Issue: 11. (November)

First Page: 1778

Last Page: 1803

Title: Origin and Evolution of the Tertiary Hydrocarbon-Bearing Basins in Kalimantan (Borneo), Indonesia (1)

Author(s): ANDREW A. VAN DE WEERD (2) and RICHARD A. ARMIN (3)

Abstract:

During the middle Eocene, a large extensional basin formed in Kalimantan and began to be filled by transgressive middle Eocene and lower Oligocene nonmarine and shallow marine clastics, carbonates, and deep marine clastics. This episode was followed by regressive late Oligocene-Miocene deposition. Oligocene tectonism resulted in uplift, erosion, and structural segmentation of the large Kalimantan basin into several smaller separate basins. Deltaic sedimentation began in the latest Oligocene in the upper Kutei basin and prograded eastward, so that by the end of the early Miocene, deltas were near the present Kutei coast, where deltaic sedimentation continued to the present. Lower(?)-middle Miocene deltaic sediments also filled the Barito, Asem Asem, and Pasir basins and we e probably contiguous with those of Kutei. A separate Miocene deltaic depocenter developed in the Tarakan basin (northeastern Kalimantan). Carbonate sedimentation prevailed in the shallow areas in between these deltas, and shales were deposited in the deep basins.

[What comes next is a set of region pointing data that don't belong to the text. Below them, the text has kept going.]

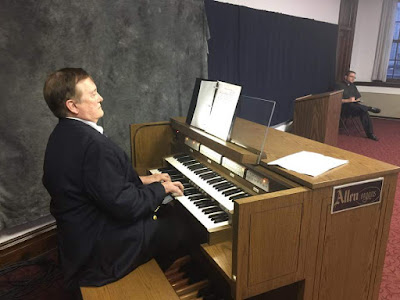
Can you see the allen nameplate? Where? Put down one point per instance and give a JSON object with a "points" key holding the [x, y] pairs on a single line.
{"points": [[356, 194]]}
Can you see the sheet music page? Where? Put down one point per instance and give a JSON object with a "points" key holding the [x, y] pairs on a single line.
{"points": [[204, 104], [223, 109], [309, 163]]}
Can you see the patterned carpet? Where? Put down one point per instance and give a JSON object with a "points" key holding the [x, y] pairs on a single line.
{"points": [[386, 149]]}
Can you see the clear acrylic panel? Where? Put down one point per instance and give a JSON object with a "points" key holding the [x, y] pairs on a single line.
{"points": [[250, 126]]}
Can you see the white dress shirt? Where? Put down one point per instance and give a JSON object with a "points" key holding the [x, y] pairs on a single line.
{"points": [[90, 123]]}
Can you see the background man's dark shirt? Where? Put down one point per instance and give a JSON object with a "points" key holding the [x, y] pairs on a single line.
{"points": [[349, 90]]}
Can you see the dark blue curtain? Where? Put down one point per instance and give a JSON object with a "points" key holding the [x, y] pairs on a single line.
{"points": [[272, 56]]}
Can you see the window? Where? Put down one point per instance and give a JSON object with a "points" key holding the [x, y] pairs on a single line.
{"points": [[393, 73]]}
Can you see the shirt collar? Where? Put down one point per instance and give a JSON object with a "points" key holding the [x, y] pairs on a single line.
{"points": [[90, 123]]}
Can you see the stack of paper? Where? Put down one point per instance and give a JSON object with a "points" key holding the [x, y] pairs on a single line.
{"points": [[309, 163]]}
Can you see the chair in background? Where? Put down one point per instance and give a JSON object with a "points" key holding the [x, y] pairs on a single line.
{"points": [[354, 121]]}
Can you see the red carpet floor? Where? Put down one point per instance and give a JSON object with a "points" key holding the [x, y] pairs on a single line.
{"points": [[387, 149]]}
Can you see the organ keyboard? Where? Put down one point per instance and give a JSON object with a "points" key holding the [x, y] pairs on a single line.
{"points": [[209, 194], [282, 237]]}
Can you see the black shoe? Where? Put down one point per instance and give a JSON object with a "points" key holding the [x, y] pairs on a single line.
{"points": [[373, 137], [375, 110]]}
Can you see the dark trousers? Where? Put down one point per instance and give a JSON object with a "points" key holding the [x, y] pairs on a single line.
{"points": [[357, 109], [167, 238]]}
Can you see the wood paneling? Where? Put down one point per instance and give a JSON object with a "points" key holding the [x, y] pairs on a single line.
{"points": [[347, 23], [279, 238], [261, 262], [28, 247], [230, 150], [349, 245], [317, 117], [289, 236], [150, 142]]}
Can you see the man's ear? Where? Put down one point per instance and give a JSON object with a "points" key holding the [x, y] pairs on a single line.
{"points": [[71, 106]]}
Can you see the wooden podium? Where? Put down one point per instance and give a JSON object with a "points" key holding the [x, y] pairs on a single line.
{"points": [[316, 117], [288, 241]]}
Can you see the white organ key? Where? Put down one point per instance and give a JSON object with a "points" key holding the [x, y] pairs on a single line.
{"points": [[202, 184]]}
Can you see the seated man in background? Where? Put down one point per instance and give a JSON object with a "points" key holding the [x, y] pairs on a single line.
{"points": [[105, 212], [351, 104]]}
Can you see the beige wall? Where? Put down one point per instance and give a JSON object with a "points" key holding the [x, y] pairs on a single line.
{"points": [[325, 11], [387, 99]]}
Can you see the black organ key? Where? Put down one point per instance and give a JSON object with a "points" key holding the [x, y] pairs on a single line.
{"points": [[196, 167], [213, 181], [231, 192], [204, 203], [196, 197], [185, 158], [191, 191], [180, 155], [189, 163], [208, 176], [219, 217], [201, 171], [223, 187], [244, 195], [167, 169], [222, 219], [211, 210], [222, 184]]}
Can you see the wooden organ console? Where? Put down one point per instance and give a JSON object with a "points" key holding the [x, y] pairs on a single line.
{"points": [[268, 228]]}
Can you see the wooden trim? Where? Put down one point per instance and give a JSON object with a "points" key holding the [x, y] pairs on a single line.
{"points": [[29, 246], [230, 150], [395, 84]]}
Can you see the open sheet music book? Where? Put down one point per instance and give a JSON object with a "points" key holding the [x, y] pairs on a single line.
{"points": [[215, 107]]}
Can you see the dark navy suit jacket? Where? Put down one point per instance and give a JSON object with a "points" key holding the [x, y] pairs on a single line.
{"points": [[103, 210]]}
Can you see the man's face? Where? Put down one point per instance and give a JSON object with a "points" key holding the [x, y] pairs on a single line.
{"points": [[89, 106], [350, 78]]}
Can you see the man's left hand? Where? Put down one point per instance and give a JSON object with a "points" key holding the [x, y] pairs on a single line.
{"points": [[162, 177]]}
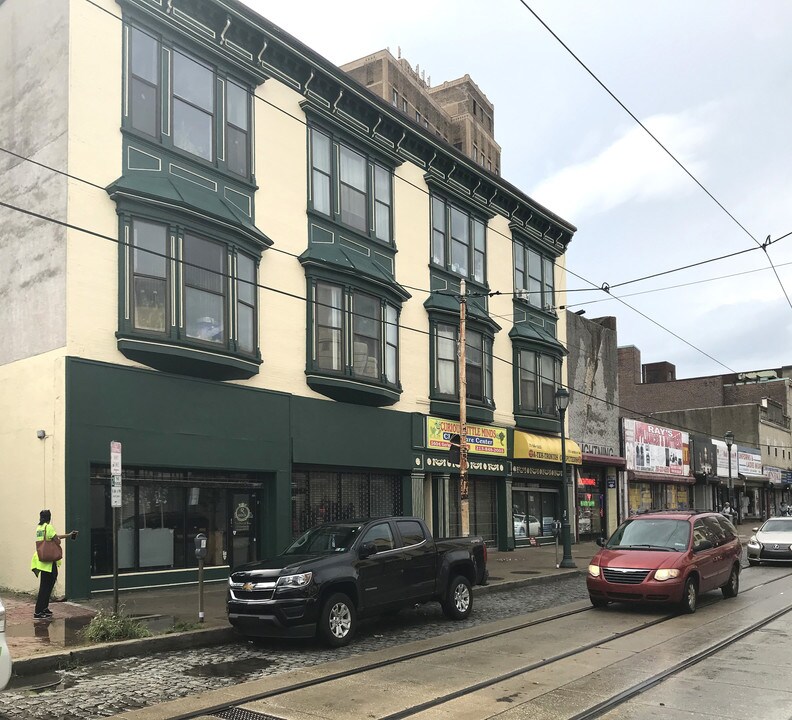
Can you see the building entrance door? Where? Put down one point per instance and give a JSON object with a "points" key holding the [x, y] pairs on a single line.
{"points": [[242, 523]]}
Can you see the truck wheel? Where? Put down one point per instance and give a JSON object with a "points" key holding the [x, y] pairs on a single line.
{"points": [[459, 599], [338, 620]]}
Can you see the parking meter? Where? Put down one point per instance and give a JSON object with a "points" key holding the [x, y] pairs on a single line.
{"points": [[200, 553], [557, 534], [5, 658], [200, 546]]}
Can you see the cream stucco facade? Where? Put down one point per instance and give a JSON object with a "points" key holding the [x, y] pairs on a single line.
{"points": [[81, 371]]}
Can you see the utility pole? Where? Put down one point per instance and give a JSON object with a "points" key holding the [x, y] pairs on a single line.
{"points": [[464, 502]]}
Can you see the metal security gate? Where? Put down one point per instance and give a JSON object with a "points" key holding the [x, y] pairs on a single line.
{"points": [[327, 495], [483, 508]]}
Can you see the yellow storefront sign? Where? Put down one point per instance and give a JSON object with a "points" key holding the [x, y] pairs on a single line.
{"points": [[481, 439], [545, 449]]}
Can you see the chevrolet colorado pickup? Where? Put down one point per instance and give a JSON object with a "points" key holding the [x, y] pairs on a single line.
{"points": [[338, 572]]}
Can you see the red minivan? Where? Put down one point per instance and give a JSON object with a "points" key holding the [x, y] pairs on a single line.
{"points": [[669, 556]]}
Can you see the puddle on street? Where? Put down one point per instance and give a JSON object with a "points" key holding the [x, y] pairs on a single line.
{"points": [[231, 668], [63, 632]]}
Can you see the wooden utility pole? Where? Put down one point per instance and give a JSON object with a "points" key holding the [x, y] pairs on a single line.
{"points": [[464, 503]]}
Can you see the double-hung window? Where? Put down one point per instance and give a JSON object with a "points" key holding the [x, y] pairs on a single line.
{"points": [[349, 187], [458, 241], [539, 377], [533, 277], [181, 286], [355, 334], [144, 82], [187, 104], [478, 364]]}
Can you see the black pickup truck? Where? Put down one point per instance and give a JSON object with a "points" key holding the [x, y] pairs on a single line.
{"points": [[338, 572]]}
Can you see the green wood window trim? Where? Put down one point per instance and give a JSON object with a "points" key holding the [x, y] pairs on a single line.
{"points": [[444, 362], [352, 343], [458, 242], [534, 276], [537, 375], [156, 120], [349, 185], [208, 305]]}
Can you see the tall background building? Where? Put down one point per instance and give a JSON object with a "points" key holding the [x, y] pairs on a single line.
{"points": [[457, 110]]}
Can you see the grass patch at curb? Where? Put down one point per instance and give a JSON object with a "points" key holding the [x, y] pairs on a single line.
{"points": [[111, 627]]}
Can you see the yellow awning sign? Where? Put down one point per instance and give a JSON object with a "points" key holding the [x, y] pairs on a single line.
{"points": [[545, 449]]}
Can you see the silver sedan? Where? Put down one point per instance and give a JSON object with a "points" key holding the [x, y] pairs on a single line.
{"points": [[772, 542]]}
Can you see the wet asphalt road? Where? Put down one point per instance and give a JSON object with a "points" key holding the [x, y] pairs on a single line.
{"points": [[112, 687]]}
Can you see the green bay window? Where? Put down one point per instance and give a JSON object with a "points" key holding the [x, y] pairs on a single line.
{"points": [[184, 289], [354, 335], [350, 187], [186, 104], [533, 277], [458, 241], [539, 375], [478, 365]]}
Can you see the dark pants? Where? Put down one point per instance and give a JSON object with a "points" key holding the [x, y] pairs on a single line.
{"points": [[46, 583]]}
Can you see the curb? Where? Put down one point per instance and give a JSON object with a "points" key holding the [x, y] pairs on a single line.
{"points": [[37, 664]]}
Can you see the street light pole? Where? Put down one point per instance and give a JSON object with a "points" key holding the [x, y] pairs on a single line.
{"points": [[464, 500], [562, 402], [729, 438]]}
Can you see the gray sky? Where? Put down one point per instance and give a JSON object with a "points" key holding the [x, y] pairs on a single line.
{"points": [[710, 79]]}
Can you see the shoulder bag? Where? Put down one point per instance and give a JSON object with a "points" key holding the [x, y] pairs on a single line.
{"points": [[49, 550]]}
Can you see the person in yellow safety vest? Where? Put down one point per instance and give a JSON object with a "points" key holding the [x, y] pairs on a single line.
{"points": [[47, 572]]}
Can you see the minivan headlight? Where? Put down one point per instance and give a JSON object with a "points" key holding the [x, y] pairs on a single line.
{"points": [[666, 574], [294, 581]]}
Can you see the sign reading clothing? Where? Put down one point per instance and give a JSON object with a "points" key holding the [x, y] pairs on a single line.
{"points": [[481, 439]]}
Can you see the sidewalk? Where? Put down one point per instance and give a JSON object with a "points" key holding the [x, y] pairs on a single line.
{"points": [[37, 646], [172, 613]]}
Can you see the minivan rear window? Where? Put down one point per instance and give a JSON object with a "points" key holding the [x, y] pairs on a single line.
{"points": [[661, 534]]}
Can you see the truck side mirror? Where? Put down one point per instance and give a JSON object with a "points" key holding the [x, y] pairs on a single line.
{"points": [[367, 550], [200, 546]]}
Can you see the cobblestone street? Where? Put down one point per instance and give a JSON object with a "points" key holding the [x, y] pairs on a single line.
{"points": [[106, 689]]}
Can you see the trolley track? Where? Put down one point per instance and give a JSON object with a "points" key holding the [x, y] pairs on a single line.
{"points": [[233, 709]]}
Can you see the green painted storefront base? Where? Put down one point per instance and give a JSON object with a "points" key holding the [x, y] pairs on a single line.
{"points": [[157, 578]]}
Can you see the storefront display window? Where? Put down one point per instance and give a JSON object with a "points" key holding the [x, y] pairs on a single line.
{"points": [[326, 495], [163, 510]]}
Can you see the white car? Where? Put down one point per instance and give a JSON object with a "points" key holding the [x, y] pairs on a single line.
{"points": [[524, 526], [5, 657]]}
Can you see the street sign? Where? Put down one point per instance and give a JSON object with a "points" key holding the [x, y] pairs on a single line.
{"points": [[115, 491], [115, 458]]}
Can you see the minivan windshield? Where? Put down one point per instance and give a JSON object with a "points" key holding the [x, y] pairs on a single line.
{"points": [[662, 534], [325, 539]]}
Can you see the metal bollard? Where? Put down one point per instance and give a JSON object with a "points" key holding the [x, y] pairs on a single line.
{"points": [[5, 656]]}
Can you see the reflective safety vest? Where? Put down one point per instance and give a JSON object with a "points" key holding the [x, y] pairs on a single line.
{"points": [[43, 532]]}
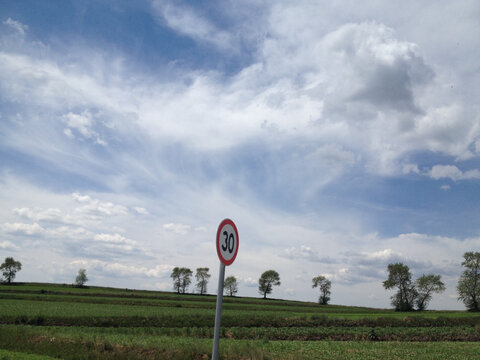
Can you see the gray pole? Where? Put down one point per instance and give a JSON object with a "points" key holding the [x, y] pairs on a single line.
{"points": [[218, 313]]}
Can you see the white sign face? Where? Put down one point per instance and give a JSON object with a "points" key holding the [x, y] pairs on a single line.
{"points": [[227, 241]]}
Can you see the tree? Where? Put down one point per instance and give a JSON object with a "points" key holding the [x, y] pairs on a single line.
{"points": [[426, 285], [81, 278], [324, 284], [176, 276], [468, 287], [10, 268], [181, 279], [230, 285], [399, 277], [202, 277], [268, 279]]}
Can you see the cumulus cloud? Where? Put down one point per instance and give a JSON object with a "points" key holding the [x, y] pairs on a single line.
{"points": [[452, 172], [95, 207], [7, 245], [22, 229], [83, 124], [39, 214], [16, 25], [116, 269], [180, 229], [141, 211], [306, 253], [189, 22]]}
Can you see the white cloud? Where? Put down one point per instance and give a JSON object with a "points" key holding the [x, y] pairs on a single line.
{"points": [[120, 270], [95, 208], [7, 245], [180, 229], [306, 253], [188, 22], [141, 211], [83, 124], [22, 228], [453, 173], [115, 238], [16, 25], [410, 168]]}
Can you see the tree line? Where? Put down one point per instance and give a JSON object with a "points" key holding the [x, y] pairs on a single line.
{"points": [[411, 295]]}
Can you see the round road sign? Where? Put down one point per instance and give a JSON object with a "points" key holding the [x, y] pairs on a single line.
{"points": [[227, 241]]}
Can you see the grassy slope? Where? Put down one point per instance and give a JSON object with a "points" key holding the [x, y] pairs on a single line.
{"points": [[167, 325]]}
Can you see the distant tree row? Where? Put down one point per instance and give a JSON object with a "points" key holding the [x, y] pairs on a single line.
{"points": [[417, 294], [410, 294]]}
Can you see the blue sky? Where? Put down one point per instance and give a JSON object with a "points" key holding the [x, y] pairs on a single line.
{"points": [[339, 137]]}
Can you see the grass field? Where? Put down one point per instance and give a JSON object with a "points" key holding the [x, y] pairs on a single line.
{"points": [[43, 321]]}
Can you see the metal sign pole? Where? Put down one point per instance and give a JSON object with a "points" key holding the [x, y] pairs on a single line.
{"points": [[218, 313]]}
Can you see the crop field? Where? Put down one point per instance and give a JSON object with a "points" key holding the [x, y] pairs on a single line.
{"points": [[45, 321]]}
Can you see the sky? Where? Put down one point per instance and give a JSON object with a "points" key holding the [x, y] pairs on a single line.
{"points": [[339, 136]]}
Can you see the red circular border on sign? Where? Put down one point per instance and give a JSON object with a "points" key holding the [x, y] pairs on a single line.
{"points": [[222, 224]]}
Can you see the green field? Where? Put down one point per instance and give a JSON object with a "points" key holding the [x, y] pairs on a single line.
{"points": [[43, 321]]}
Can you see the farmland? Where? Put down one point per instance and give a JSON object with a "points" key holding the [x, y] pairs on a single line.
{"points": [[42, 321]]}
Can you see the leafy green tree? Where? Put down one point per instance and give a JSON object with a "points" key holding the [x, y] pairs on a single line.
{"points": [[10, 268], [399, 277], [230, 285], [468, 287], [324, 284], [181, 279], [202, 277], [81, 278], [426, 285], [177, 281], [266, 282]]}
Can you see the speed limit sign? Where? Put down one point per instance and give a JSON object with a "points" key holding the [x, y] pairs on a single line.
{"points": [[227, 241]]}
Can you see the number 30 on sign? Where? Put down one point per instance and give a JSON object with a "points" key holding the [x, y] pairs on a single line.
{"points": [[227, 241]]}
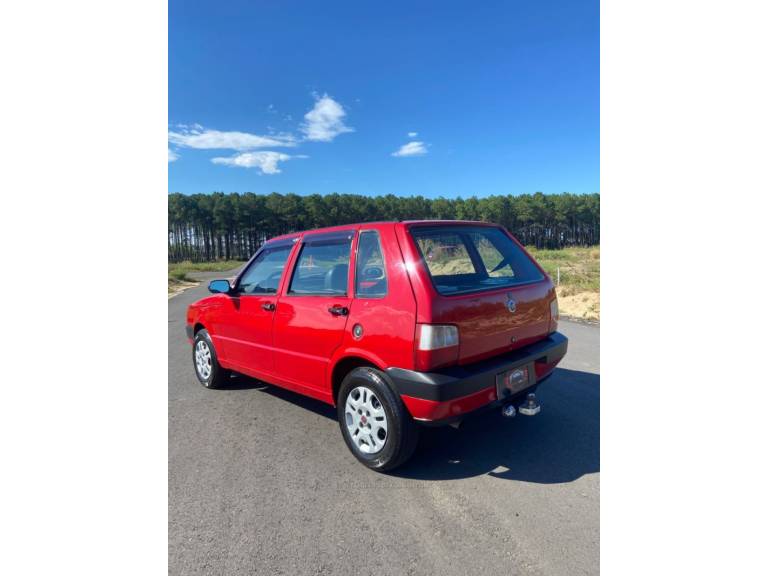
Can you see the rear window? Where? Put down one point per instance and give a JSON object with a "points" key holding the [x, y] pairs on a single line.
{"points": [[467, 259]]}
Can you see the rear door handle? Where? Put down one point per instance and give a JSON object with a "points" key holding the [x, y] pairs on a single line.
{"points": [[338, 310]]}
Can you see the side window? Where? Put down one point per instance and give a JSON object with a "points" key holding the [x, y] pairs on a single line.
{"points": [[263, 275], [322, 268], [496, 265], [371, 272]]}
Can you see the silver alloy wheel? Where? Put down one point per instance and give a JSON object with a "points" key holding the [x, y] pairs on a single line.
{"points": [[366, 420], [203, 359]]}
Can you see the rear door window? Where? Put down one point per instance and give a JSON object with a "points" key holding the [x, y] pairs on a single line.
{"points": [[371, 271], [322, 268], [469, 259]]}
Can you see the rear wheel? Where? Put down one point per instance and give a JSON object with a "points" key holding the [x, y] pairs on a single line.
{"points": [[207, 367], [375, 424]]}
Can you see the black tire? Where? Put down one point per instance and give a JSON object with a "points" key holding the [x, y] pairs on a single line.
{"points": [[217, 376], [402, 434]]}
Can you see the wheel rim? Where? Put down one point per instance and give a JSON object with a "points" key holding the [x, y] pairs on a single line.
{"points": [[203, 360], [366, 420]]}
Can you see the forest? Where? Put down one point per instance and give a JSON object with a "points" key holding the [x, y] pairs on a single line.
{"points": [[206, 227]]}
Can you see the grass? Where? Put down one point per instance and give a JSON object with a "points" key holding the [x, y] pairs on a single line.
{"points": [[177, 271], [579, 290]]}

Eocene basin inception and Oligocene tectonism are interpreted to have resulted from plate rearrangements in southeast Asia. Eocene plate rearrangement is associated with the collision of India with Asia, and the middle Oligocene tectonism and magmatism are interpreted to be due to the collision of northern Australia with island arcs and opening of the South China Sea. Inversion of the upper Kutei basin and uplift of the Meratus Mountains started in the early part of the middle Miocene and are related to a third major plate readjustment in southeast Asia. Regionally synchronous Miocene-Pliocene tectonic phases in the region are probably related to collisions of microcontinents along Sulawesi and resulting strike-slip faulting extending into Borneo.

Original recoverable hydrocarbon reserves from the Eocene of the Barito basin are 180-200 million bbl; 5 billion bbl of oil and oil-equivalent gas may be recoverable from Miocene deltaics in the lower Kutei basin, and 200 million bbl oil from those of the Tarakan basin.